Ask Niel how long his lasts if he plays with it a lot.
he says 15-20 minutes depending on the porn.
no his phone, idiot.
three words: i give head
three words: not that well
i told him i was sober and he walked away immediately.
i just made a "things you cannot forget to do this week just because you're high" list.
12 garbage cans filled with water, a beer can floating in every garbage can, 20 ft. apart and you shoot with dodge balls..and thats only how the night began
Nothing on google about my condom issue. However, if you get a chance google: condom with teeth.
My roommate just got home. Made an entire package of bacon. Ate it. And then went to bed.
Tell Chris I said sorry for yelling "It's my vagina, let me do what I want with it!" at the party last night.
She face-timed me on the toilet. My dick is never going to recover from that.
My favorite bartender added me on Facebook.
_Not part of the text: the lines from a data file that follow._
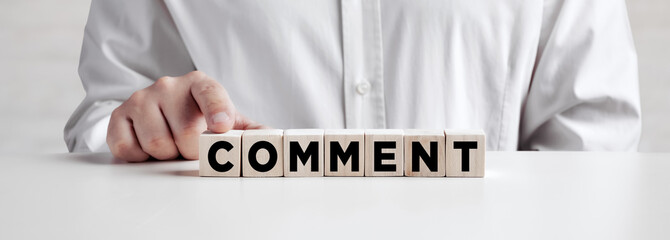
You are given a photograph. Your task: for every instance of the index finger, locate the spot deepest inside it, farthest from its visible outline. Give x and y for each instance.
(214, 103)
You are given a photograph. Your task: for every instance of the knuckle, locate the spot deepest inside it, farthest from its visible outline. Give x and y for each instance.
(198, 75)
(207, 87)
(117, 114)
(164, 84)
(124, 150)
(137, 97)
(190, 154)
(161, 148)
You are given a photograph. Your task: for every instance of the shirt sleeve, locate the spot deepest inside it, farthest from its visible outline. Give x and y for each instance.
(127, 45)
(584, 91)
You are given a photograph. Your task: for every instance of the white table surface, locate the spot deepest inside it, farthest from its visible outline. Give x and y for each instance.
(526, 195)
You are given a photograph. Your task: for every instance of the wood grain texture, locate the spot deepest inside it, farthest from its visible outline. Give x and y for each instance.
(432, 144)
(345, 141)
(249, 140)
(303, 153)
(233, 138)
(377, 138)
(477, 157)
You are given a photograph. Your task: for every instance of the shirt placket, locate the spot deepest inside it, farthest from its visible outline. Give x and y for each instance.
(363, 64)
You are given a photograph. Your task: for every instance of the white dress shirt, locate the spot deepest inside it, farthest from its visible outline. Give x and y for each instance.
(534, 74)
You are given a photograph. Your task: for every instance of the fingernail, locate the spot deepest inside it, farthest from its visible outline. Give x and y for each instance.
(221, 117)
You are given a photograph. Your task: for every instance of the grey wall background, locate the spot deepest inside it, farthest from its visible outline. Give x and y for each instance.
(41, 39)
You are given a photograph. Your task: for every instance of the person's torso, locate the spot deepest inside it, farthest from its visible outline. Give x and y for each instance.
(369, 64)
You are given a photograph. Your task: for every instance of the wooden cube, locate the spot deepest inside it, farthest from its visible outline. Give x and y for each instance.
(303, 153)
(262, 153)
(466, 152)
(383, 152)
(424, 153)
(344, 154)
(220, 154)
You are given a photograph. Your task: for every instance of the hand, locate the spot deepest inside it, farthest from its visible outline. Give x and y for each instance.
(166, 119)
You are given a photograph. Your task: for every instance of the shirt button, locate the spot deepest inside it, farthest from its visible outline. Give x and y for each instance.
(363, 87)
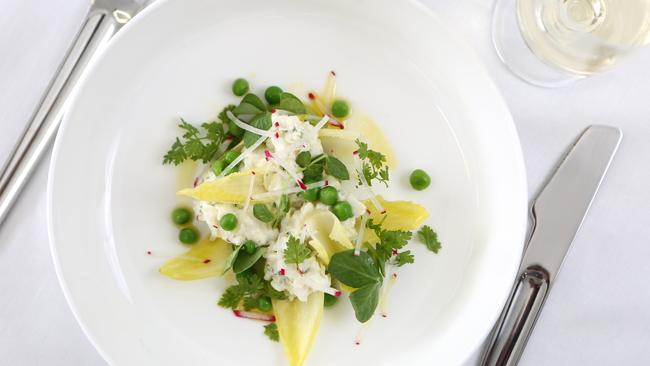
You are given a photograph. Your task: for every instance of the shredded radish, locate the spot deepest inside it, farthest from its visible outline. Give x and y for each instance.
(332, 291)
(289, 190)
(362, 231)
(246, 126)
(383, 300)
(224, 146)
(242, 156)
(321, 123)
(251, 185)
(254, 316)
(319, 105)
(291, 173)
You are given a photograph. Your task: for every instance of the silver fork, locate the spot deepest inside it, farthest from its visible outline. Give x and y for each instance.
(103, 20)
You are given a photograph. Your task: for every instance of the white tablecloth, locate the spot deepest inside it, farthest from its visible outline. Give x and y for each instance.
(598, 312)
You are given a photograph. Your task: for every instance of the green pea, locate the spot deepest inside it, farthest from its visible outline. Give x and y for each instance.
(328, 195)
(249, 246)
(330, 300)
(264, 303)
(240, 87)
(342, 210)
(188, 235)
(243, 276)
(303, 159)
(311, 194)
(273, 94)
(228, 222)
(235, 130)
(230, 156)
(340, 108)
(181, 216)
(218, 166)
(419, 179)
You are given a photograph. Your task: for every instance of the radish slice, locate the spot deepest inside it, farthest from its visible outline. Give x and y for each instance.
(242, 156)
(254, 316)
(383, 300)
(362, 231)
(280, 192)
(246, 126)
(250, 191)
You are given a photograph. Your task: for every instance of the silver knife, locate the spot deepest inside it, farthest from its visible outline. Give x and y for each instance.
(103, 20)
(558, 213)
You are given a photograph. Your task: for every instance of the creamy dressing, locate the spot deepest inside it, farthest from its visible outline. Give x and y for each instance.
(276, 160)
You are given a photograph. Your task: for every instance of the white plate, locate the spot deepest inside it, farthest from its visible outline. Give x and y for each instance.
(110, 196)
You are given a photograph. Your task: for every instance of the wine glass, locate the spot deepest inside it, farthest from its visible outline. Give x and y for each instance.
(555, 42)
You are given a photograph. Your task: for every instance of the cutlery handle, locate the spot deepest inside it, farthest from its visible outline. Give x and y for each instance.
(99, 26)
(518, 318)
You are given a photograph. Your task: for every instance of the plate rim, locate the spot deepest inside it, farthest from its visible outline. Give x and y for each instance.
(460, 43)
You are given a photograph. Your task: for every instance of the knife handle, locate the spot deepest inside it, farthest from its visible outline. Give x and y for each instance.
(100, 24)
(518, 318)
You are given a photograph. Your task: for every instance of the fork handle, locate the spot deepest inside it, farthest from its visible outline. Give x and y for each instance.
(99, 26)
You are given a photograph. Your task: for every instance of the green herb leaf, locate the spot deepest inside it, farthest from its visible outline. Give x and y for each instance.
(245, 261)
(261, 121)
(404, 258)
(231, 259)
(250, 104)
(231, 297)
(296, 252)
(364, 301)
(374, 165)
(271, 331)
(336, 168)
(313, 173)
(389, 245)
(195, 145)
(262, 213)
(354, 271)
(429, 238)
(291, 103)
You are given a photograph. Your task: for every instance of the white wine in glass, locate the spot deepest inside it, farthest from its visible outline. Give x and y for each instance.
(568, 38)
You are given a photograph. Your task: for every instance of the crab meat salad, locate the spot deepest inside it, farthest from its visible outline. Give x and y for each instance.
(282, 205)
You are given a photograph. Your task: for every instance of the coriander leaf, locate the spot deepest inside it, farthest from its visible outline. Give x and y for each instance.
(195, 146)
(283, 208)
(250, 104)
(354, 271)
(245, 261)
(231, 259)
(296, 252)
(364, 301)
(373, 165)
(404, 258)
(291, 103)
(429, 238)
(231, 297)
(176, 154)
(336, 168)
(271, 331)
(250, 302)
(261, 121)
(262, 213)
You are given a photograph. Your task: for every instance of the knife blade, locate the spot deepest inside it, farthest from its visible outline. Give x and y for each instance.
(558, 213)
(104, 19)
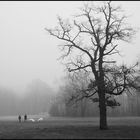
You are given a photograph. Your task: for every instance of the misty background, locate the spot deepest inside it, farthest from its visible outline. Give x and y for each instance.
(31, 76)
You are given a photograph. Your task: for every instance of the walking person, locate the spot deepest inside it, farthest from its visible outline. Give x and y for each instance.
(19, 118)
(25, 117)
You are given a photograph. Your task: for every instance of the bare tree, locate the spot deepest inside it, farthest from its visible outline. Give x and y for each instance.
(89, 41)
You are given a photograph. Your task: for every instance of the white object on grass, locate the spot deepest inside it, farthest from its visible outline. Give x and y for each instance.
(40, 119)
(32, 120)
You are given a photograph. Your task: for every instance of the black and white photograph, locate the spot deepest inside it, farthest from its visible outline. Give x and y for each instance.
(69, 70)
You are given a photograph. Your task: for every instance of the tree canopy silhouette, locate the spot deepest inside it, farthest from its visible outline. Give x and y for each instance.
(89, 41)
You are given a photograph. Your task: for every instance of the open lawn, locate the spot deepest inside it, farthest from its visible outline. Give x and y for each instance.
(70, 128)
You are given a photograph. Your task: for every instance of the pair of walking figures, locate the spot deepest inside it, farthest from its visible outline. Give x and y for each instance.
(25, 118)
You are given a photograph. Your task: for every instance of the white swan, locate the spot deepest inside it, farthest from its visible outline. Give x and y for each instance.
(32, 120)
(40, 119)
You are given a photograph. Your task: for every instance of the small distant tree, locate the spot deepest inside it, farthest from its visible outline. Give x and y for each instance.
(89, 41)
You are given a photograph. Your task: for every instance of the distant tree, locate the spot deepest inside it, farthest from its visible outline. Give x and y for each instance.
(89, 41)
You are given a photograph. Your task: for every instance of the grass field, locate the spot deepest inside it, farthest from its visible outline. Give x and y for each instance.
(70, 128)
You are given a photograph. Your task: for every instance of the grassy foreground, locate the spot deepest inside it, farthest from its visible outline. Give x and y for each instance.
(70, 128)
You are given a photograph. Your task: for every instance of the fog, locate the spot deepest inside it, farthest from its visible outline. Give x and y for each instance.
(28, 53)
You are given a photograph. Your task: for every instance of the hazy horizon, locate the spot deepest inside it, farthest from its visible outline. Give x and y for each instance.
(28, 52)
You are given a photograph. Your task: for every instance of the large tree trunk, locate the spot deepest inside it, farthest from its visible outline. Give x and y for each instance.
(103, 112)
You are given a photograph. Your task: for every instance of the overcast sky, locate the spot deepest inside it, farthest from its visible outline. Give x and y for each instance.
(28, 52)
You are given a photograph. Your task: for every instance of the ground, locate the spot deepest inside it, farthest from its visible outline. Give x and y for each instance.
(70, 128)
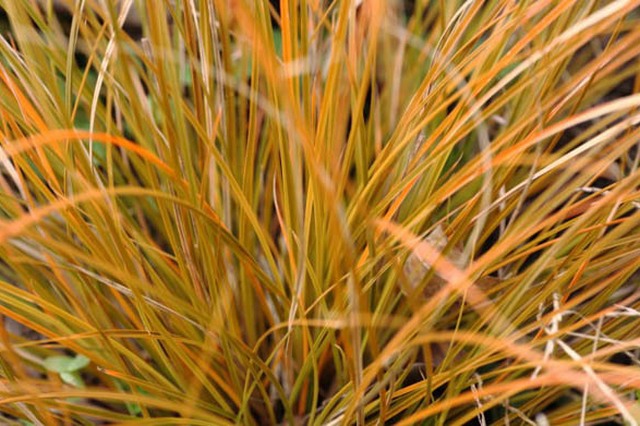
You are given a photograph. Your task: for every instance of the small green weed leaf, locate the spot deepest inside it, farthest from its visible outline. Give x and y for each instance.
(66, 364)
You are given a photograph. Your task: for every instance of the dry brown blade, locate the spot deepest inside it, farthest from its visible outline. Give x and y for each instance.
(415, 269)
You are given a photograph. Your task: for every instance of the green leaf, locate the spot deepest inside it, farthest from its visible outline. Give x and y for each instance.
(65, 364)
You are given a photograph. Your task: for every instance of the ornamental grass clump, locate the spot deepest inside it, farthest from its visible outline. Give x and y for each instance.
(314, 212)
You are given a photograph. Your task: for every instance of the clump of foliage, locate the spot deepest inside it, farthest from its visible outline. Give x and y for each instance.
(319, 213)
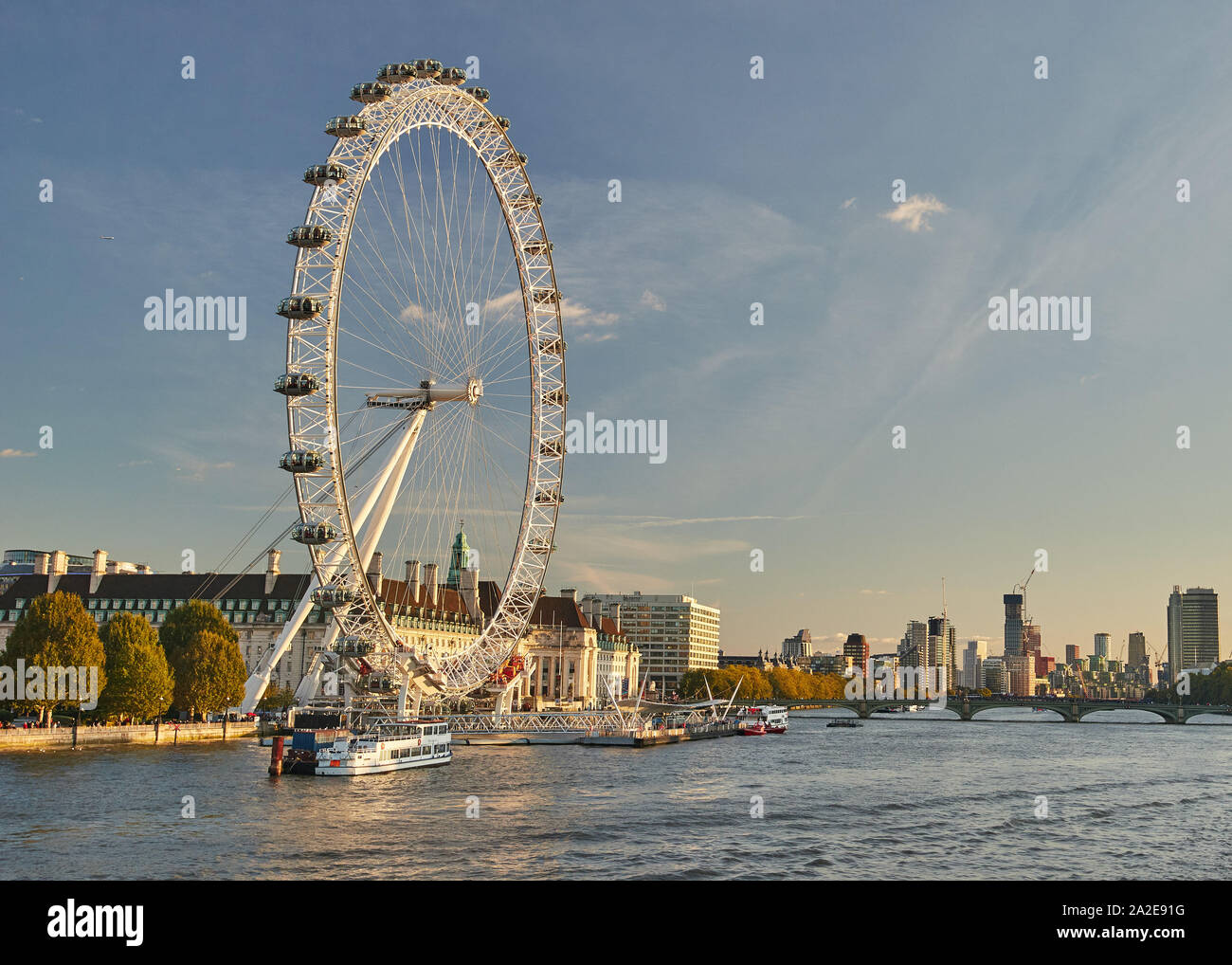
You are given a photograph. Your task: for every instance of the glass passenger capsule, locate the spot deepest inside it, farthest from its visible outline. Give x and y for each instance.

Now he can clearly see how under 21 I am
I almost got on a bus to Langley Air Force Base. 99% sure that's not where I wanna be.
Also I just took Ritalin with coffee so if anyone wants to know what numbers sound like, I got you
He used the term 'cock-staggering' in an email. So needless to say things are going pretty well.
Yeah, sometimes it takes a while to realize, wow you kind of suck and not in the fun way
I love you, but seriously, that was way too long a thesis on an Arby’s curly fry being wrapped around schlong!